De um lado, pacientes esperando por cirurgia há dias acomodados em maca no Hospital João XXIII; de outro médicos indignados com as seguidas suspensões das cirurgias ortopédicas e ociosidade do Hospital Maria Amélia Lins. A Comissão de Saúde da Câmara dos Deputados realizou ontem (29/05) uma Visita Técnica às duas instituições, ambas vinculadas à Fundação Hospitalar do Estado de Minas Gerais (Fhemig), em Belo Horizonte. O objetivo da diligência era verificar in loco a situação estrutural e assistencial dos dois hospitais. A iniciativa foi da deputada federal Ana Pimentel (PT-MG), médica sanitarista, ex-secretária de Saúde de Juiz de Fora e integrante da Comissão de Saúde e foi acompanhada pelo vereador Bruno Pedralva (PT-BH).
Apesar de a direção da Fhemig ter apresentado um panorama de normalidade no atendimento – com funcionamento regular das cirurgias e ausência de superlotação —, a realidade denunciada por pacientes, médicos e técnicos contrasta com os dados oficiais. Relatos emocionados e denúncias de precarização se multiplicaram ao longo da visita, que teve início no Hospital João XXIII.
Realidade não sustentada
A deputada Ana Pimentel afirma que os dados apresentados pela direção da Fhemig não se sustentam diante da realidade dos corredores. “O que vimos foi um esforço deliberado para mostrar um hospital que não condiz com o relato dos pacientes e trabalhadores.

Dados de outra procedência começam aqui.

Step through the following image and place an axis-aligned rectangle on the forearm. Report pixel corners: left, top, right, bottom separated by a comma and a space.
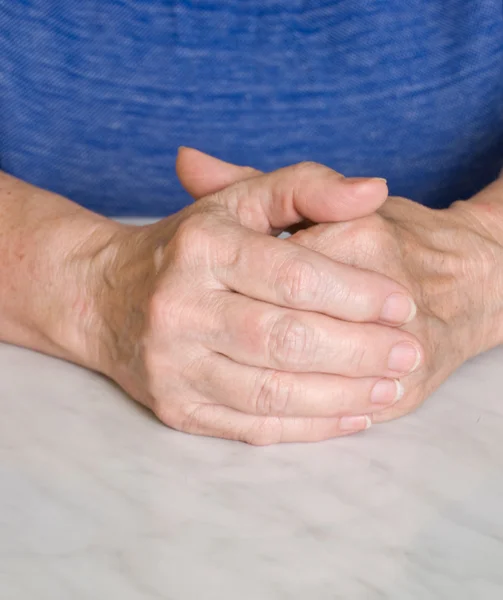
0, 168, 115, 368
450, 177, 503, 349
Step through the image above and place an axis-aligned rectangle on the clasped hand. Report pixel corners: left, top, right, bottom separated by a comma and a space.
84, 149, 502, 445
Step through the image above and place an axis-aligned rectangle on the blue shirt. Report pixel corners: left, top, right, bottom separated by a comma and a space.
0, 0, 503, 215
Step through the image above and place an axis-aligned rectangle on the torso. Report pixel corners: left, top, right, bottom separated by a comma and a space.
0, 0, 503, 215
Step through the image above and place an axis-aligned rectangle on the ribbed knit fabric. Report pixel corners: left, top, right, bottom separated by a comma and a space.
0, 0, 503, 215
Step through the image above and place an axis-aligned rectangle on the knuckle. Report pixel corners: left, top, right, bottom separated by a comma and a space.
292, 160, 327, 177
266, 315, 315, 368
243, 417, 283, 446
172, 403, 203, 433
169, 212, 214, 265
345, 338, 368, 372
253, 371, 293, 416
276, 258, 326, 307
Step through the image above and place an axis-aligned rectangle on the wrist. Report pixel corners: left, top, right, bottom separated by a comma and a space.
0, 173, 124, 368
446, 197, 503, 355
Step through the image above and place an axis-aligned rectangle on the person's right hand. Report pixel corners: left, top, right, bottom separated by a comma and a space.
89, 157, 421, 445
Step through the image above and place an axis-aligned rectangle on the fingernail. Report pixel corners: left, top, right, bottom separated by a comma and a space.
339, 415, 372, 432
380, 294, 417, 325
388, 342, 421, 373
344, 177, 388, 185
370, 379, 404, 406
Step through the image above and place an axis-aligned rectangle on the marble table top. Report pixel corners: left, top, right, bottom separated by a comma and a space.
0, 338, 503, 600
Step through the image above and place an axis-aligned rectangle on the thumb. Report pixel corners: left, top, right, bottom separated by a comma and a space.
176, 146, 262, 200
176, 147, 388, 227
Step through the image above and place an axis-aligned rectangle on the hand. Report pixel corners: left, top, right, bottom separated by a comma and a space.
291, 197, 503, 422
179, 150, 503, 422
86, 157, 421, 444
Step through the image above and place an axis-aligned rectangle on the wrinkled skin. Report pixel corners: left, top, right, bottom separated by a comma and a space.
291, 197, 503, 422
178, 149, 503, 423
88, 163, 422, 445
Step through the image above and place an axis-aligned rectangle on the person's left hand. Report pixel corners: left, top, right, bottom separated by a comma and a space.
178, 150, 503, 422
290, 197, 503, 422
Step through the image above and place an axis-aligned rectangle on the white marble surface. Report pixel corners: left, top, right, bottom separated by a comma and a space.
0, 345, 503, 600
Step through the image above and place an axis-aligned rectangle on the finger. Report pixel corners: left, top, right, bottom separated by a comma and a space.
176, 146, 262, 200
163, 403, 371, 446
206, 292, 422, 377
198, 155, 388, 233
192, 354, 404, 418
211, 226, 416, 325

É um cenário gravíssimo para a urgência e emergência de Belo Horizonte que impacta todo o estado de Minas Gerais ”, comenta.
A sensação de que a visita havia sido “maquiada” para esconder os problemas foi reforçada por um paciente, que interrompeu a caminhada da Comissão de Saúde pelo hospital para denunciar que foi retirado do corredor, onde aguardava atendimento por dois dias, apenas na véspera da inspeção.
“Estava no corredor até ontem a noite. Hoje me transferiram para a sala de espera da cirurgia por causa da visita de vocês. Limparam tudo, tiraram as macas e as luzes, que indicam a lotação e ficam sempre no vermelho, hoje estão verdes. Tem gente esperando cirurgia desde o dia 11 e ninguém dá uma resposta”, conta Laoene Santos, de 23 anos, que se recupera de um acidente de moto.
Uma servidora procurou a comissão e denunciou a sobrecarga e a falta de estrutura básica. “Colegas estão trabalhando doentes. Só queremos que olhem pela gente”, diz Janaína Silva, técnica de enfermagem que trabalha há 15 anos no hospital. Outro servidor relata precariedade, com banheiros interditados, portas caindo e falta de estrutura para a assistência aos pacientes internados ou aguardando cirurgia.
Corredores lotados com leitos ociosos
No Hospital Maria Amélia Lins, o clima também é de indignação. A médica Andréia Fontenele diz que não faz sentido ter gente aguardando cirurgia no corredor do HPS quanto leitos estão vagos no Hospital Maria Amélia Lins. “Temos enfermarias fechadas, salas de cirurgia novas, completas, que estão paradas, prontas para serem entregues para a nova instituição gestora. Uma decisão política que lesa o usuário é crime. É um crime doloso”, frisa a médica.
Os servidores também denunciaram uma possível intenção do governo estadual de reduzir o atendimento público e transferir estruturas para a iniciativa privada. “Estamos vendo o dinheiro público ser usado para reformar e equipar hospitais para depois entregá-los à gestão privada”, narra Deonara.
A deputada Ana Pimentel diz que a Comissão de Saúde da Câmara dos Deputados irá reunir em um documento os dados apresentados pela direção do Hospital João XXIII e pelos sindicatos dos servidores da saúde. “Vamos acompanhar a produção do relatório, reunir mais dados numéricos e intensificar a mobilização para a abertura do Amélia Lins, comprovando que ele faz falta para a assistência e que está impactando na vida dos usuários do SUS. A saúde pública precisa ser fortalecida, não desmontada”, afirma, lembrando que a Comissão de Saúde da Câmara tem a função de fiscalizar e pode, em seu relatório, pedir o acompanhamento do Ministério Público e até a instalação de ação penal.